Thomas Mann refleja la trayectoria vital de Leverkühn desde su infancia: cómo se va convirtiendo en un creador paradigmático envuelto en un halo de frialdad e individualismo. «Me inclino a comparar su soledad con un precipicio, en el cual desaparecían, sin ruido ni rastro, los sentimientos que inspiraba», define Zeitblom, como si fuera la clave de lo aterrador y lo bello que estaría por suceder. «Ningún sueño fue quizá necesario para abrirle los ojos», dicen de Leverkühn, a menudo atado al radicalismo estético que le haría inmortal, ajeno a las concesiones propias de la normalidad, convertido en un vecino de lo celestial con vestigios mefistofélicos. ‘Lamento del Doktor Faustus’ sería la pieza culminante de su manifestación histórica, una cantata sinfónica transfigurada en su testamento artístico, una osada contribución a la eternidad.

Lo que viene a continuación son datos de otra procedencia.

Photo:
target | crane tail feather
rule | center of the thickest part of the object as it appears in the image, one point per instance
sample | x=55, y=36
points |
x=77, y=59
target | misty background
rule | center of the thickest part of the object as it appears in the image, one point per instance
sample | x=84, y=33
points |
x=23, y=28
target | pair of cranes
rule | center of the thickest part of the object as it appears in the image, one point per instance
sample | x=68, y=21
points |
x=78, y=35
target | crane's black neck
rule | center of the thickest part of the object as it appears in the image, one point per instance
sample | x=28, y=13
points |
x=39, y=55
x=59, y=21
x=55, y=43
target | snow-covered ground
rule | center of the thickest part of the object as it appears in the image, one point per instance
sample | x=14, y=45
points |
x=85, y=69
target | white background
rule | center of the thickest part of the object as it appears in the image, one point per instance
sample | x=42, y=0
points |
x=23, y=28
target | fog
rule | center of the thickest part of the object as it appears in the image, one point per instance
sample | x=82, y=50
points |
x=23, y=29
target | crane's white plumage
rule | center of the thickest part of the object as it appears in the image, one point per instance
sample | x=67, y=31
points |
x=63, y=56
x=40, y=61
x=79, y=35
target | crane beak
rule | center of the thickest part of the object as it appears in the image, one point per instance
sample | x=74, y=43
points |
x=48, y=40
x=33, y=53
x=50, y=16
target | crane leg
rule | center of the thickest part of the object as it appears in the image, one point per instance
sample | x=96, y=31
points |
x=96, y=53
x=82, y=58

Se antojaba en Leverkühn una obra compositiva que superaba lo conocido, que parecía caída del cielo, llevada hasta extremos sólo accesibles para la técnica musical «más erudita y refinada». Parecía un lamento infinito, un lenguaje propio sin palabras, que acaba por palparse, que hiere la sensibilidad. Era como el eco que la naturaleza le devuelve al hombre en un intento de poner de manifiesto la soledad, el vacío. Con sus descripciones, Zeitblom / Thomas Mann afinan el entendimiento del lector, como si escucháramos la música, preñada siempre «de indecible melancolía», como si sus vibraciones quedaran suspendidas en nuestro silencio, como si nos abordara el influjo de una conmoción de los sentidos.

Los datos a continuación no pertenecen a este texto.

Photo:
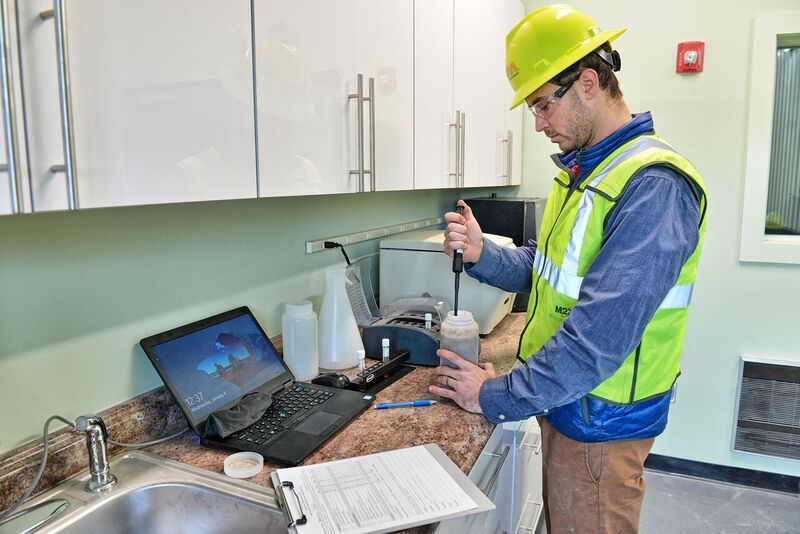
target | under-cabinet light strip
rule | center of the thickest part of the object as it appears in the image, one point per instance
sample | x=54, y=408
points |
x=375, y=233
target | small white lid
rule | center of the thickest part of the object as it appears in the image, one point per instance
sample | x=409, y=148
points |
x=299, y=308
x=463, y=317
x=244, y=464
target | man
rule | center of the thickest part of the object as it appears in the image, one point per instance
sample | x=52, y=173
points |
x=610, y=279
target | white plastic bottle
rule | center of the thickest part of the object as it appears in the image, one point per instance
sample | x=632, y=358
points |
x=300, y=353
x=339, y=339
x=460, y=335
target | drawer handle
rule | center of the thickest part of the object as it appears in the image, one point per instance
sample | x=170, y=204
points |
x=531, y=444
x=503, y=455
x=537, y=514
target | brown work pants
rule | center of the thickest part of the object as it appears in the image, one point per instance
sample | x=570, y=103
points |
x=592, y=487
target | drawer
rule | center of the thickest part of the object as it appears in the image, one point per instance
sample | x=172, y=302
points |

Todo ello, con un contexto político que albergaría en un principio el auge del movimiento nazi y que luego, en los últimos años de vida del compositor y en la atmósfera de la narración, vería cómo iba siendo consumido por las llamas: «Alemania entonces, enrojecidas las mejillas por la orgía de sus deleznables triunfos, iba camino de conquistar el mundo. Hoy se derrumba, acorralada por mil demonios». Un país moribundo, en analogía con los últimos meses de Leverkühn, inmóvil, pálido, deshumanizado, con los ojos de quien lo presencia bañados en lágrimas. «Corres hacia el abismo, Alemania, y pienso en las esperanzas que supiste despertar», exclama Zeitblom, acompañando el sonido de las primeras paletadas de tierra sobre el féretro de su amigo.

En ‘Doktor Faustus’ nos quedamos con un regusto que bien podríamos asemejar a lo que se sugiere de la obra final de Leverkühn, al fin y al cabo sus últimos retazos: «Lo que era el acorde final de la tristeza dejó de serlo, cambió su significación y es ahora una luz en la noche». Un recuerdo persistente de cuando el arte, la música, sale de las entrañas.